I walk into the house each day with 2 beagles wagging their tail. I grab my coffee and back to the couch I go. For I know it's Netflix and rest for me until I can try to work up the energy to do another thing that day.

I work my blog for a bit not long at all for somedays I just can't focus & my vision feels gone. As I check into my groups each day . As I am thankful to say , it keeps me going in life to have the empowerment and people around me even if it's a click away.

I make time for Facebook each day, for it's my way to the outside world as I am in these walls most days. It took a big change to go from being around people all day at the hospital at my old job to where I am today. I am at home and that's where I stay, and it's not that I don't want to go do things ... I do I just don't have the energy to pay.

I make special plans from time to time, prepping for it for days ahead... for just that few hour event , may take my body 3 days to recover for it just took to much from my body to try to act normal.

I come home and fall apart to rebuild myself up again. As the moments are passing by I sometimes forget the day it is, for each day seems the same.

I set reminders now for my brain just doesn't soak up the information as I feel it did once upon a time. So please if I forget something try to understand I would never do anything to hurt you, I just forgot today.

I feel overwhelmed sometimes when we are in public for it's just so much around me that I almost feel ashamed. I don't want to faint in public or for anyone to see just how differently my body is now from chronic illness hit me.

When I say I am tired, please know the truth. I just need to stop fighting my body and regroup. 
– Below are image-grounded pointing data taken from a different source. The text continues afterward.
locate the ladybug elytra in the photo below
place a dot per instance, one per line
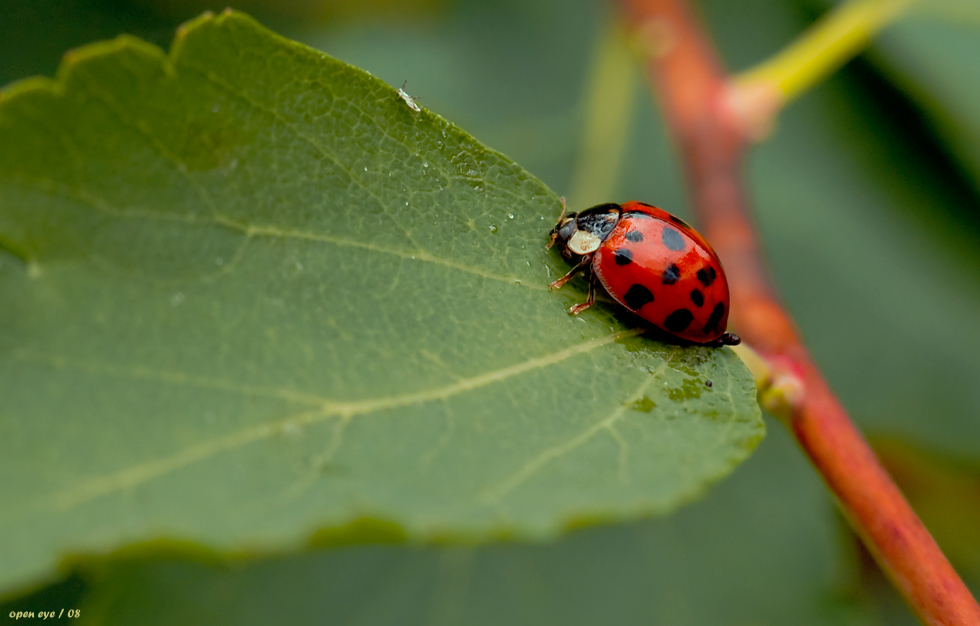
(652, 263)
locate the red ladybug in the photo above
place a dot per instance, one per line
(652, 263)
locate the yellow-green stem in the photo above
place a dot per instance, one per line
(609, 107)
(831, 42)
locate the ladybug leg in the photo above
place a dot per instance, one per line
(578, 308)
(564, 209)
(584, 263)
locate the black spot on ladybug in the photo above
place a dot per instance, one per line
(623, 256)
(672, 239)
(636, 296)
(678, 320)
(716, 314)
(707, 275)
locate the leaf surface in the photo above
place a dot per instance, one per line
(249, 295)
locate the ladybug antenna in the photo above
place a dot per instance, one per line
(554, 232)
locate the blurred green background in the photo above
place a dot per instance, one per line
(867, 197)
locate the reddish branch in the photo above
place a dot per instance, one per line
(694, 91)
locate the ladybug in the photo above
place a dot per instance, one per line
(652, 263)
They say my illnesses are invisible but I won't let that be true. For I share my life with others for it's my voice I have to share and care of what is important to me and become so true.

I enjoy spending my special moments helping others that I am working with online & the rest with my family for this has become my purpose to push through this all. 
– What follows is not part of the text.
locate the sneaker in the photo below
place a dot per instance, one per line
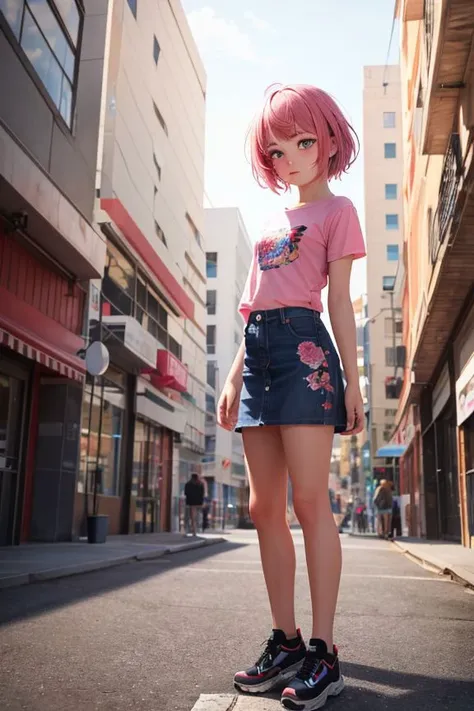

I have found humor in things that my not seem funny to others but somehow to me. Laughing about it , has become my way to be. It may not be funny to ones who don't understand, but if you saw though my eyes for I moment I know you would know, just where I am coming from.

When I have those days that I feel like everything in my power has been taken from me, you may hear me snap. For I lose my shit too for I am still human and all. But I know things are just things. I have learned that money means nothing if your health isn't here to stay. I see this now more than ever and it's still hard to adjust to each day. I feel guilt from my high medical bills when I see them come in the mail each day. I see it all pile up and I know one by one we will make them go away.

I have big dreams ahead of me that feel exhausting just to think about. But I know they may take more time than I thought , but that won't make me give up.

This could go on and on I am sure. But in another blog post  for I am sure for there more to come. 

You see it's not always black and white like you may think. But I ask you to love all of me for being me. I am not broken though it may seem that way. I am honestly still just trying to adjust to my life and rebuilding it around my illnesses you see.

I have been telling you little white lies along the way and I ask you to forgive me today. For I guess I just never wanted to tell you for I don't want pitty, or I am Sorry's... I just want warm hugs, kind voices and love around me to try to understand , for I am not the same me I used to be but I will always be ok.

I know some say illnesses feel like a curse and I do understand that view . But I don't want to view it that way for I want to just keep trying each day to embrace all the things in life thay I can enjoy each day. Quality of life is a pricesless treasure this I know is true. It's just I am still adjusting to this all even though it's been 3 years, it feels so new.

Please take the time to try to understand what you can't see for each person like me might have their own white lies to say... but if you listen closely I bet you will know the secrets we hide each day.

Regardless how my life is different today, from what it once was . I am one blessed wife and mama with happiness on the way. For each day is a new adventure for me with chronic illnesses always being a part of me.